El incendio, pues, se había iniciado. Se había quemado el ropero. No había nada de valor allí. Había destruido algunos de mis libros. Esto era deplorable, pero no se trataba de ninguna pérdida importante. La alfombra estaba totalmente estropeada. Dudó que pueda volver a encontrar esa misma tonalidad. Pero eso era todo. Nada de mucho valor, siempre que… Aquí estaba la cuestión. ¿Cómo había ocurrido el incendio y qué pensaba mi tía sobre la causa que lo provocó? Era una lástima que hubiese registrado mi equipaje. Había llevado todo lo que podía caber en el auto y no creo que nada fuera digno de llamar la atención, aparte de ese infortunado sombrero de paja que realmente había comprado en el camino. Además, tendría que haber sacrificado mi chistera; pero sería mejor que escribiera a Guy para que confirmara la posibilidad de una hipotética boda. No tenía necesidad de darle explicaciones y podía confiar en que me ayudara sin pedir mayores detalles.

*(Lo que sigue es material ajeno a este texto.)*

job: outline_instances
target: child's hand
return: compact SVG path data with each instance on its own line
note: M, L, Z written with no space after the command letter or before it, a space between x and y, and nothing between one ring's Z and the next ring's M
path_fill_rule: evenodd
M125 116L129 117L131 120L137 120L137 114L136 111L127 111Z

Pero hay una frase de mi tía que no me gusta: «Te estás volviendo tosco en tus métodos». «Volviendo… métodos». ¿Qué habría querido decir con eso? ¿Tendré que deducir de esas palabras todas las desagradables conclusiones que parecen sugerir o se trata simplemente de una casualidad? Dentro de un rato regresará de Llwll y entonces probablemente lo sabré. En todo caso, nunca me ha resultado difícil leer hasta el último pensamiento que pasa por su cabeza.